内外で無駄にビカビカ光るLED。今時珍しいクリアテールが下品さと安っぽさを助長し、狂った音量で鳴るレゲトンに嫌な予感は極大になる。
やがて右ドアから若い男が降り立った。マスクで顔はわからない。
「おう姉ちゃんたち、俺らと遊ぼうや。あー?んだよこっちはガキかよ」
2人は瞬時におぞましさと危険を感じ、踵を返して逃げようとする。が…しかし。歩いてきた方向に振り向くと、もう1人の男が待ち構えていた。こちらもマスクをかけている。
彼らが日常的に繰り返しているのであろう、手慣れた拉致のルーティン。紫音と縁は、恐怖と絶望で顔を見合わせた。
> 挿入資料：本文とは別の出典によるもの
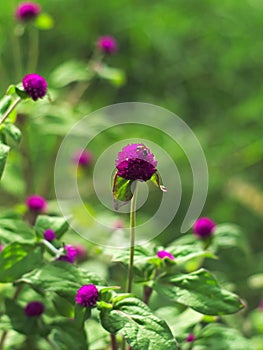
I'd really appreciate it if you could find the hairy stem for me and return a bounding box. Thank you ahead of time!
[27,26,39,73]
[110,334,118,350]
[127,184,137,293]
[0,97,21,125]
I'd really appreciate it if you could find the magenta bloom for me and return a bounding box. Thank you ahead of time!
[15,2,41,21]
[24,301,45,317]
[193,217,216,238]
[97,35,118,55]
[26,195,47,212]
[44,228,56,241]
[116,143,157,181]
[73,150,93,167]
[73,244,87,262]
[157,250,174,260]
[22,74,47,101]
[185,333,195,343]
[76,284,99,307]
[58,244,77,264]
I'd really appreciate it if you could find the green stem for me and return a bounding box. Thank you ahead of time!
[27,26,39,73]
[0,97,21,125]
[110,334,118,350]
[143,286,153,305]
[13,28,23,80]
[127,183,137,293]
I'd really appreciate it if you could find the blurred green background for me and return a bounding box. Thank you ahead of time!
[0,0,263,306]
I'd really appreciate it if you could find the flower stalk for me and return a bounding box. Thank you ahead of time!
[0,97,21,125]
[127,182,137,293]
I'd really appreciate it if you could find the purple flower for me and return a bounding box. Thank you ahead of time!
[24,301,45,317]
[73,244,87,262]
[26,195,47,212]
[258,299,263,311]
[116,143,157,181]
[76,284,99,307]
[44,228,56,241]
[97,35,118,54]
[15,2,41,21]
[185,333,195,343]
[157,250,174,260]
[73,150,93,167]
[22,74,47,101]
[193,217,216,239]
[58,244,77,264]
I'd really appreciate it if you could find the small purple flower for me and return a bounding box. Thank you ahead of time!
[185,333,195,343]
[58,244,77,264]
[193,217,216,239]
[15,2,41,21]
[26,195,47,212]
[258,299,263,311]
[116,143,157,181]
[97,35,118,55]
[22,74,47,101]
[76,284,99,307]
[73,244,87,262]
[73,150,93,167]
[157,250,174,260]
[24,301,45,317]
[44,228,56,241]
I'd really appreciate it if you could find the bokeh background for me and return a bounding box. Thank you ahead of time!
[0,0,263,305]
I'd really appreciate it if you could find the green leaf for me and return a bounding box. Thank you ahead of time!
[35,215,69,239]
[3,122,22,144]
[195,324,254,350]
[18,261,96,304]
[5,298,43,335]
[0,217,35,243]
[153,269,244,315]
[50,319,88,350]
[34,13,54,30]
[50,61,93,87]
[112,173,134,208]
[96,65,126,86]
[16,86,29,100]
[0,143,10,179]
[0,242,42,282]
[5,84,16,95]
[150,171,167,192]
[100,297,177,350]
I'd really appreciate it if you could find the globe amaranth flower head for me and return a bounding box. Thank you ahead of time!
[24,301,45,317]
[157,250,174,260]
[72,150,93,167]
[76,284,99,307]
[26,194,47,212]
[22,74,48,101]
[97,35,118,55]
[185,333,195,343]
[112,143,167,209]
[116,143,157,181]
[15,2,41,21]
[44,228,56,241]
[57,244,77,264]
[193,217,216,239]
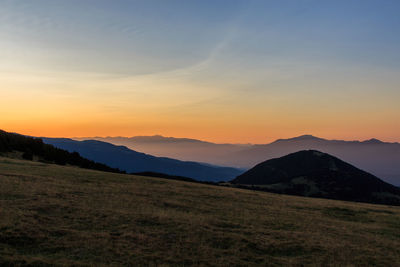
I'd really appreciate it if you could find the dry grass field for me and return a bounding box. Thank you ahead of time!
[0,158,400,266]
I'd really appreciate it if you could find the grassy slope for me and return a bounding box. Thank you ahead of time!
[0,158,400,266]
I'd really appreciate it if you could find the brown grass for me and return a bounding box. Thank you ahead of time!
[0,158,400,266]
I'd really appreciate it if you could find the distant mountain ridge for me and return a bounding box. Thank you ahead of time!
[232,150,400,205]
[42,138,243,182]
[77,134,400,186]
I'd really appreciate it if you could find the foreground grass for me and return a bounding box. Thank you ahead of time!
[0,158,400,266]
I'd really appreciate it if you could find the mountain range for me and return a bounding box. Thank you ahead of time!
[41,138,244,182]
[232,150,400,205]
[76,135,400,185]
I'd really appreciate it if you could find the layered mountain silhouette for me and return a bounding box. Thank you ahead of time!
[231,150,400,205]
[42,138,243,182]
[81,135,400,186]
[73,135,251,165]
[0,130,123,173]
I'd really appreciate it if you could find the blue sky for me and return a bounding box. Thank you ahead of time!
[0,0,400,141]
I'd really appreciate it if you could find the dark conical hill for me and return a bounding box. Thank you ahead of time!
[232,150,400,205]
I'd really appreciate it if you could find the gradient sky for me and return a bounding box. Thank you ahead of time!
[0,0,400,143]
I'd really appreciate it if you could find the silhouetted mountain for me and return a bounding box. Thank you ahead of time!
[74,135,251,166]
[229,135,400,185]
[0,130,121,173]
[232,150,400,205]
[78,135,400,185]
[43,138,243,182]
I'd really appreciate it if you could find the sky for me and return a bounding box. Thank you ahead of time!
[0,0,400,143]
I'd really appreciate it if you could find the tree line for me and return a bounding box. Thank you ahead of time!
[0,130,125,173]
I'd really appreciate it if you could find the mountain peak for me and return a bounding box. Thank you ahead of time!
[275,134,325,142]
[362,138,384,144]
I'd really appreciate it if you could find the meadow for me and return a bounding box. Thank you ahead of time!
[0,157,400,266]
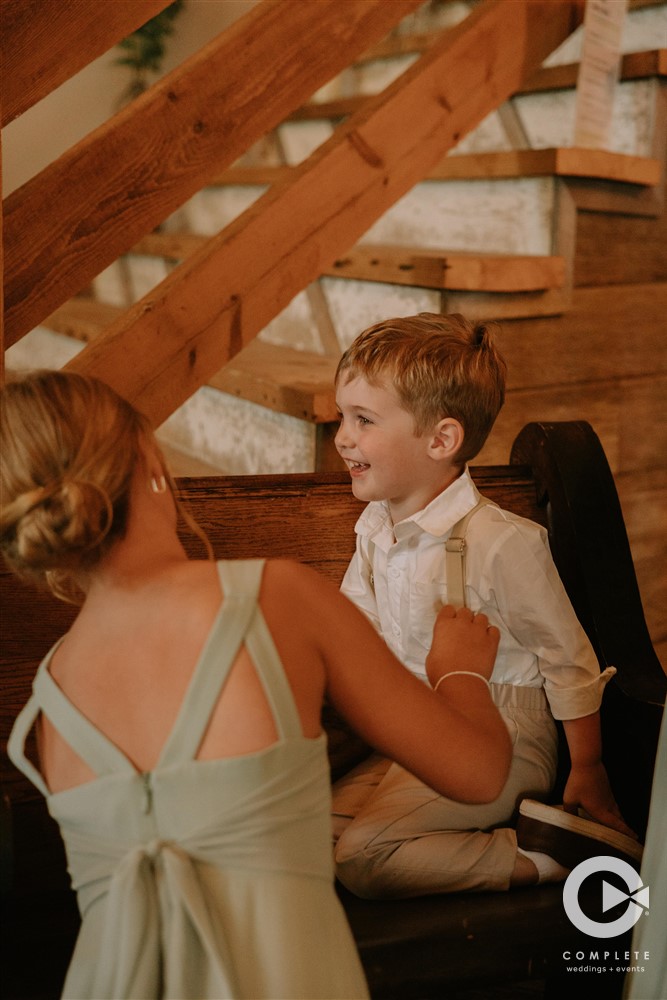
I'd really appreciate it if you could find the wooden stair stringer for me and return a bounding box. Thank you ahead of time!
[42,298,337,424]
[61,2,581,422]
[3,0,422,346]
[286,50,667,121]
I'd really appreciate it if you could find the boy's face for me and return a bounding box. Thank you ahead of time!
[336,373,446,524]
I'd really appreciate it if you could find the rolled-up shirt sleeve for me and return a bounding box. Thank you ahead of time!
[469,511,616,719]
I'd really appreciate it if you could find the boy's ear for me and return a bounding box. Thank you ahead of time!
[429,417,465,462]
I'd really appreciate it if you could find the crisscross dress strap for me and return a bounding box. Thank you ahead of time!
[221,562,303,739]
[7,643,135,795]
[160,559,264,765]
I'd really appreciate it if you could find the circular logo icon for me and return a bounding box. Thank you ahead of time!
[563,856,648,938]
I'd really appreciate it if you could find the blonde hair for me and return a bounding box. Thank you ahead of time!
[336,313,507,464]
[0,371,209,604]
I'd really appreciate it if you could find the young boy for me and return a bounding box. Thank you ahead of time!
[333,313,638,898]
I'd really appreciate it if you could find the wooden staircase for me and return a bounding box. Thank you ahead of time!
[3,0,667,664]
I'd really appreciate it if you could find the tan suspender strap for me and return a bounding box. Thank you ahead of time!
[445,497,493,608]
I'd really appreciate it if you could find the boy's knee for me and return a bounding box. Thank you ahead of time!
[334,829,391,899]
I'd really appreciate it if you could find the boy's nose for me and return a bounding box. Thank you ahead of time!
[334,420,352,451]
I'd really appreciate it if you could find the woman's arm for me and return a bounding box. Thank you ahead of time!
[262,564,511,802]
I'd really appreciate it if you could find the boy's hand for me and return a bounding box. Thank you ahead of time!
[426,604,500,684]
[563,761,638,840]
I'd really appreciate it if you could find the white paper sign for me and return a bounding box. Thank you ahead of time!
[574,0,628,149]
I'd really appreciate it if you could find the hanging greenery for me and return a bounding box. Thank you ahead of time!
[116,0,185,104]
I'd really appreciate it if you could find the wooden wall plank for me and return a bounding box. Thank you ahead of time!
[485,282,667,394]
[66,0,581,423]
[5,0,419,344]
[0,0,172,126]
[574,182,667,286]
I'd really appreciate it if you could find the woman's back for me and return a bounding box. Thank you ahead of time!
[14,562,365,998]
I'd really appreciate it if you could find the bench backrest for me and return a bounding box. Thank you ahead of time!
[0,422,664,827]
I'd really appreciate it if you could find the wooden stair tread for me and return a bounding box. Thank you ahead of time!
[322,244,565,292]
[294,50,667,121]
[128,233,565,292]
[215,146,662,187]
[41,298,125,343]
[42,296,337,424]
[208,340,338,424]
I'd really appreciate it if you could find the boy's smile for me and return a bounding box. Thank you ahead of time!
[336,376,456,524]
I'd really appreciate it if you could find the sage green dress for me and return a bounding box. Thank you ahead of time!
[9,560,368,1000]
「残念だな、こっちも行き止まりだ。ああそうだ、俺ロリも余裕だよ。ハハッ」
車から現れた赤い服の巨漢が紫音を。挟み撃ちにした長身痩せ型の帽子の男が縁の腕を掴み、乱暴に引き寄せる。縁の買い物袋が破れ、服が路上に散らばった。
「きゃっ!何よあんたたち!先輩を離せー!バカー!」
「最近、強姦殺人の噂があったわね…」
時に悪辣で破壊的な紫音ではあるが、頭脳戦で先制しない限り、ただのか弱い女子だ。暴漢の力にかなうはずもなく、2人は全開のスライドドアから車に押し込まれそうになる。
「嫌だー!汚い手で先輩に触るなー!」
「うるっせえな、子どもだと思ってりゃ図に乗りやがって。黙れ!」
帽子男は力任せに縁を往復ビンタする。縁は腕を掴まれたまま、痛みと恐怖で固まった。
それを見た紫音に、激しい怒りが沸き起こる。自らへの暴力なら無感情でやり過ごせるが、自分を慕う縁への暴力は別だ。紫音は自分を捕らえる赤服男に、それでもなお静かに告げる。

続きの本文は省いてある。